Forum: Ruby irb and ruby giving different results

Announcement (2017-05-07): www.ruby-forum.com is now read-only since I unfortunately do not have the time to support and maintain the forum any more. Please see rubyonrails.org/community and ruby-lang.org/en/community for other Rails- und Ruby-related community platforms.
R. K. (Guest)
on 2008-11-05 05:03
in IRB,
ASCII     = (0..255).map{|c| c.chr }
PRINTABLE = ASCII.grep(/[[:print:]]/)
PRINTABLE.length
>>> 191

However, inside the ruby program PRINTABLE.length only gives 95 !! ???

#!/opt/local/bin/ruby
 ASCII     = (0..255).map{|c| c.chr }
 puts(ASCII.length)
 PRINTABLE = ASCII.grep(/[[:print:]]/)
 puts(PRINTABLE.length)
# -> 95 instead of 191

(Using ruby 1.8.7 on OS X 10.5.5, powerpc).

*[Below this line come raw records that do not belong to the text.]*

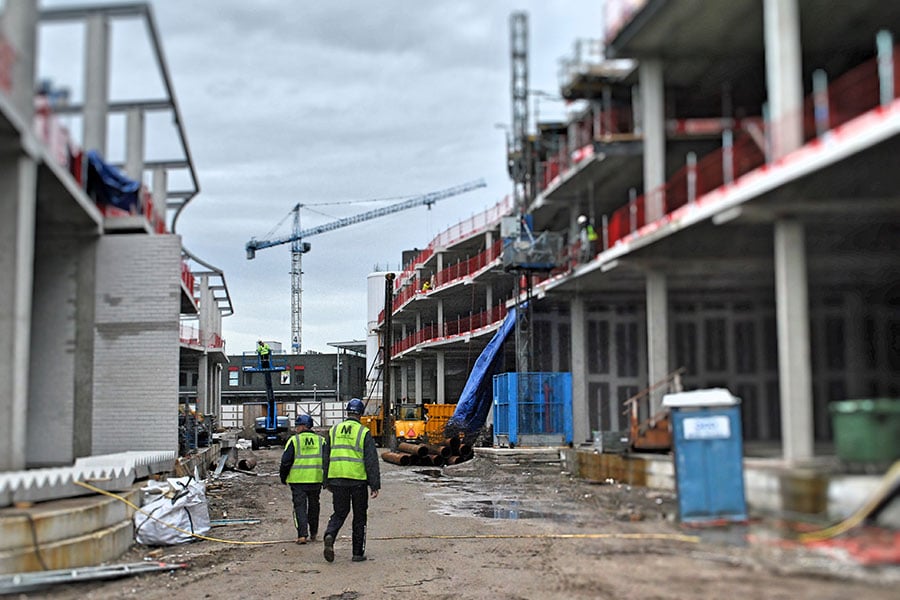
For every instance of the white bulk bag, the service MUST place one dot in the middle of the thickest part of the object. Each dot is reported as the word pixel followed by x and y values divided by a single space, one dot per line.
pixel 184 507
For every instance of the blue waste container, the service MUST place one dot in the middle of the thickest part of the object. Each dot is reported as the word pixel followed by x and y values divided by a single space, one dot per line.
pixel 709 455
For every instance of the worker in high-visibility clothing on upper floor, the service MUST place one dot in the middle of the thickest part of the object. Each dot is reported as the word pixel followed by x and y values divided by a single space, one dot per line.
pixel 587 238
pixel 302 468
pixel 351 465
pixel 264 352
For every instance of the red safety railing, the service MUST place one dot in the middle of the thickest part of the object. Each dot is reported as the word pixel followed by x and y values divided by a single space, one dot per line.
pixel 468 267
pixel 456 327
pixel 187 277
pixel 466 228
pixel 189 335
pixel 849 96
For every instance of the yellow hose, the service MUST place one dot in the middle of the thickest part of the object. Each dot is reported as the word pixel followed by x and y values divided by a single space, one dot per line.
pixel 498 536
pixel 888 482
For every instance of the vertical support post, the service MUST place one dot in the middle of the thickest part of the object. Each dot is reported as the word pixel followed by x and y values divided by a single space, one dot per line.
pixel 794 363
pixel 692 177
pixel 632 210
pixel 605 231
pixel 440 376
pixel 657 335
pixel 388 435
pixel 96 83
pixel 820 102
pixel 134 145
pixel 727 156
pixel 580 400
pixel 784 79
pixel 885 44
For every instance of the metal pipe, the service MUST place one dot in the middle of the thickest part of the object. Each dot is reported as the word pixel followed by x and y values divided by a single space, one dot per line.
pixel 397 458
pixel 442 450
pixel 419 450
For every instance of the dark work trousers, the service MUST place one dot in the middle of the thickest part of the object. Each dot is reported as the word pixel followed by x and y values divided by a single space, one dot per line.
pixel 306 507
pixel 344 497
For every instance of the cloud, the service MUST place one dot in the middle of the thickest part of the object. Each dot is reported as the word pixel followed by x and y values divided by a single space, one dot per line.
pixel 312 102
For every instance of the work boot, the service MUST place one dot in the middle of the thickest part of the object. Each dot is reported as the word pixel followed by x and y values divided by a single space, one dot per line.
pixel 329 547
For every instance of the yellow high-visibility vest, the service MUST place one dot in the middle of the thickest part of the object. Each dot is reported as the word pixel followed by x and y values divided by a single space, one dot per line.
pixel 307 467
pixel 346 458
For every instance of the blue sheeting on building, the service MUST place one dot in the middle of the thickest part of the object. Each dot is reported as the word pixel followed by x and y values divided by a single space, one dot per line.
pixel 476 398
pixel 107 186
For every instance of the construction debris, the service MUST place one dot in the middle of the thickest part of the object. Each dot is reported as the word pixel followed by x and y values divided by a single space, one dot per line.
pixel 19 583
pixel 451 451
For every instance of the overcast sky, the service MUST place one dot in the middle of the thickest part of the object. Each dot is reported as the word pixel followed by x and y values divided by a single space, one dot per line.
pixel 288 102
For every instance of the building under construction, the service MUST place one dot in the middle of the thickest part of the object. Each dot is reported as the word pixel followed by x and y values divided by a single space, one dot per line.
pixel 103 305
pixel 737 162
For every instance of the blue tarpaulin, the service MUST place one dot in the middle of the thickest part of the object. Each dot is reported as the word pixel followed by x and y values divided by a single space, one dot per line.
pixel 477 396
pixel 108 186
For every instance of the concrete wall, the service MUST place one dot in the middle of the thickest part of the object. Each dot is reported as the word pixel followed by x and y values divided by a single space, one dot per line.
pixel 59 405
pixel 136 344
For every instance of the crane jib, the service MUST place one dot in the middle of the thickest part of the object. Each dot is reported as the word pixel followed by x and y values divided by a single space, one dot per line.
pixel 426 199
pixel 298 248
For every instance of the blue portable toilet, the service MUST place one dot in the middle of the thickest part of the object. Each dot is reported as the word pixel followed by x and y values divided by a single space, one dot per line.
pixel 709 455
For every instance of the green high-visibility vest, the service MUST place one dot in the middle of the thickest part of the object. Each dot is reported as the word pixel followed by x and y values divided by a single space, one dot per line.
pixel 346 458
pixel 307 467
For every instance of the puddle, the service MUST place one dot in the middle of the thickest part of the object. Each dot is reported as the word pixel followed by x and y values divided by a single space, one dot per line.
pixel 733 535
pixel 429 472
pixel 490 509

Ran both from same Terminal.
Both use /opt/local/bin/ruby.

Why this difference? I ran irb with -f (so irbrc would not be loaded and
still got the same result, so its not some require that is causing the
difference).

p.s. sorry for cross-posting from roguelike thread -- this is getting
lost there.
Patrick D. (Guest)
on 2008-11-05 14:50
(Received via mailing list)
This won't help much, but when I executed:

>
> ASCII     = (0..255).map{|c| c.chr }
> PRINTABLE = ASCII.grep(/[[:print:]]/)
> PRINTABLE.length
> >>> 191
>

in irb, I got 95 on my ruby 1.8.6 (i386-mswin32) running on an XP box.

What were the 191 characters displayed when computed the PRINTABLE
expression?

As a totally random theory, I wonder if [[:print:]] might take into
account
what device is attached to stdout and recognize that your terminal is
capable of and use that to decide what is printable or not.

It would be quite surprising (and, perhaps unfortunate), if that's
what's
going on, but it might explain what you saw.

A slightly more plausible explanation might be that [[:print:]] alters
its
behavior based on the TERM environment variable.  What is ENV["TERM"] in
the
two cases?

That's all I've got.  I warned you at the beginning that this wouldn't
help
much.

--wpd
R. K. (Guest)
on 2008-11-05 15:10
Patrick D. wrote:
> This won't help much, but when I executed:
>
>>
>> ASCII     = (0..255).map{|c| c.chr }
>> PRINTABLE = ASCII.grep(/[[:print:]]/)
>> PRINTABLE.length
>> >>> 191
>>
>
> in irb, I got 95 on my ruby 1.8.6 (i386-mswin32) running on an XP box.
>
> What were the 191 characters displayed when computed the PRINTABLE
> expression?
>
>
> A slightly more plausible explanation might be that [[:print:]] alters
> its
> behavior based on the TERM environment variable.  What is ENV["TERM"] in
> the
> two cases?
>
> That's all I've got.  I warned you at the beginning that this wouldn't
> help
> much.
>
> --wpd

I mentioned that i used the same terminal to verify that it was not a
terminal issue. I tried both out with TERM=screen (my usual), then
xterm-color, xterm-256color and perhaps VT100 and VT200 as well.

One of the characters in the 191 for example is 165 or "\245" which is
the code generated by Alt-A on my MAC OSX (powerpc, 10.5.5, darwin).

(This is when i have *not* enabled "Use alt as meta" - if you dont know
what that is just ignore, its a MAC default).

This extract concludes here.